Witsch! war ich da. Der Anblick, der mir zuteil wurde, steht unauslöschlich in meiner Seele geschrieben. Alles mußt’ ich loben; das herbe Elend, wie es leibt und lebt; die anregenden Visionen der Mystik; ja, beinahe auch die anziehenden Gestalten der Frauenwelt, die so unbefangen dastanden, obgleich sie aus der Überschwemmung der Kleider nichts weiter als das nackte Leben gerettet hatten. Jedoch leider traf ich auch hier wieder störende Leute, denen die Tätigkeit ihrer kunstfertigen Mitmenschen nicht recht war. So ein ruppiger alter junge schnüffelte an allen Bildern herum und suchte nach Zweideutigkeiten, um sich sittlich zu entrüsten. Man nannte ihn den “Mann mit der schmutzigen Brille”, weil er überall den Unrat wittert, den er mitbringt. Und noch ein anderer war da mit einem Gesicht so boshaft, wie das eines tausendjährigen Kolkraben, der im Reviere das entscheidende Wort führt.
“Nichts als Quark!” krächzte er, um sich blickend. “Malen kann jeder, geschickt sind viele, gescheit sind wenige, ein Mensch ist keiner. Gebt mir einen ganzen Menschen, ein komplettes Individuum, das sich aufs Malen verlegt und so unerschöpflich im Finden, Formen und Färben, daß alles aus ist. Das ist’s, was ich von der Kunst verlange!” Was so ein Schlingel, dachte ich, nicht alles von der Kunst verlangt und noch mehr von seinem Schöpfer, denen er noch nie was geschenkt hat. Zwei berühmte Künstler, die eben vorüberschritten, machten dem Kritikus zwei ergebenste Bücklinge; denn Furcht heißt die Verfasserin des Komplimentierbuchs für alle. Als sie unter sich waren, nannten sie ihn Schafskopf.

Wie ihr wohl bemerkt haben werdet, meine Freunde, war ich entrüstet, und komplett war ich auch nicht. Entrüstung ist ein erregter Zustand der Seele, der meist dann eintritt, wenn man erwischt wird. Mit der Politik gab ich mich nur so viel ab als nötig, um zu wissen, was ungefähr los war.

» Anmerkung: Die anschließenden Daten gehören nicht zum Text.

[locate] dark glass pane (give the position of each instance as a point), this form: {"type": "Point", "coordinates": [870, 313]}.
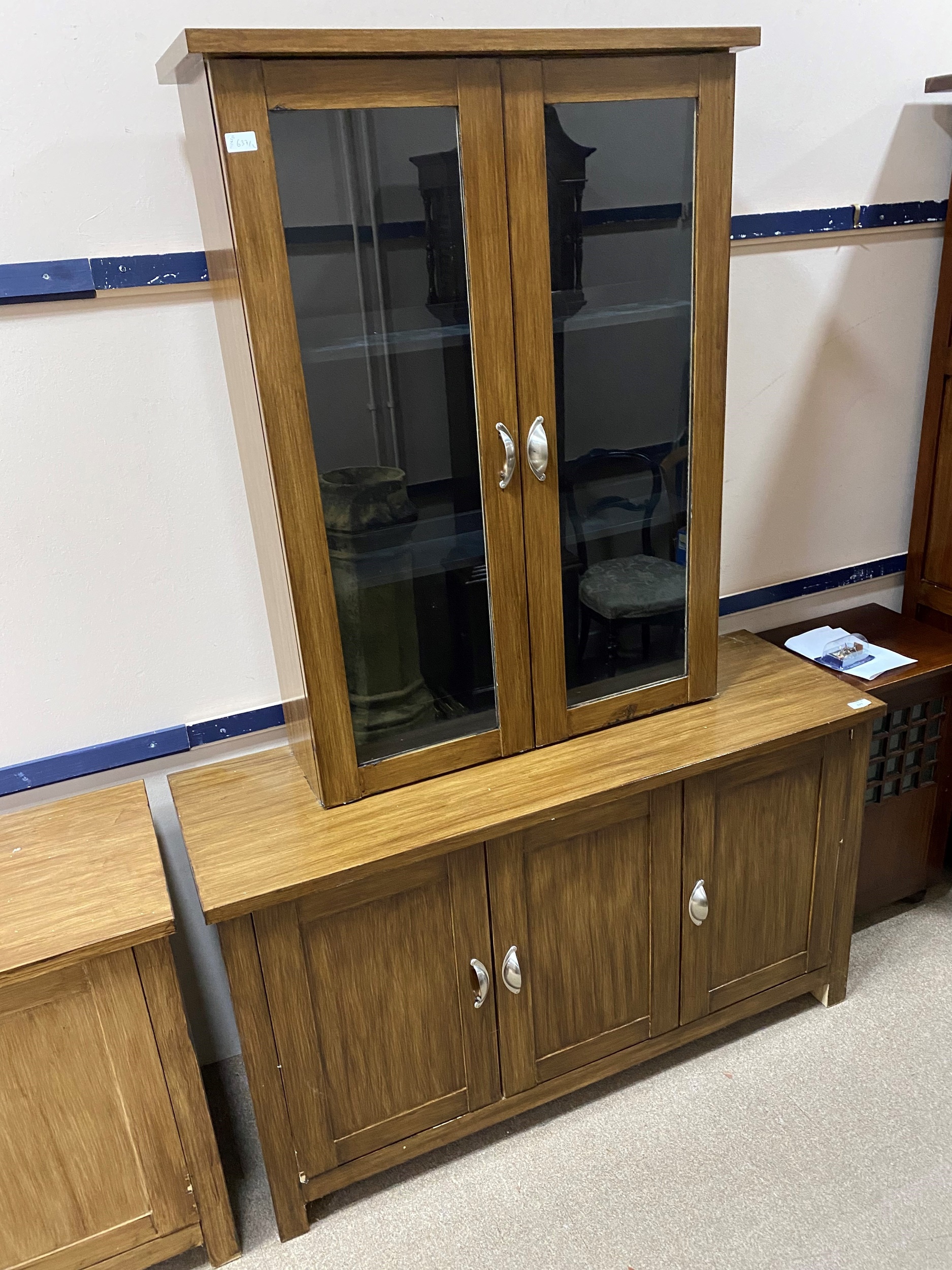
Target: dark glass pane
{"type": "Point", "coordinates": [372, 211]}
{"type": "Point", "coordinates": [620, 221]}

Vor wenigen Tagen war der größte Mann seines Volkes vom Bocke gestiegen und hatte die Zügel der Welt aus den Händen gelegt. Nun hätte man meinen sollen, gäb’s ein Gerassel und Kopfüberkopfunter. Doch nein! jeder schimpfte und schacherte und scharwenzelte so weiter und spielte Skat und Klavier oder sein Los bei Kohn und leerte sein Schöppchen, genau wie vorher, und der große Allerweltskarren rollte die Straße entlang, ohne merklich zu knarren, als wär’ er mit Talg geschmiert. Die Welt ist wie Brei. Zieht man den Löffel heraus, und wär’s der größte, gleich klappt die Geschichte wieder zusammen, als wenn gar nichts passiert wäre. Während ich noch hierüber nachdachte, fiel mir plötzlich was ein. So viel Wunderbares und Herrliches mir nämlich bisher auch begegnet war, ein wahrhaft guter Mensch war mir nicht vorgekommen. Nicht, daß ich mich so recht herzlich danach gesehnt hätte; es war nur der Vollständigkeit wegen. Wie ich munkeln hörte, sollte einer da und da, Hausnummer soundso, gleich draußen vor der Stadt leben; ein auffälliger Menschenfreund, dem der Besitz eine Last sei und das Verteilen ein Bedürfnis, und ich beeilte mich, ihm sofort einen heimlichen Besuch abzustatten. Er hatte grad von der Heerstraße, die vor seiner Tür vorüberführte, fünf das Land durchstreifende Wanderer hereingeholt. “Brüder!” so sprach er mild. “Tut, als ob ihr zu Hause wärt. Wir wollen alle gleich viel haben!”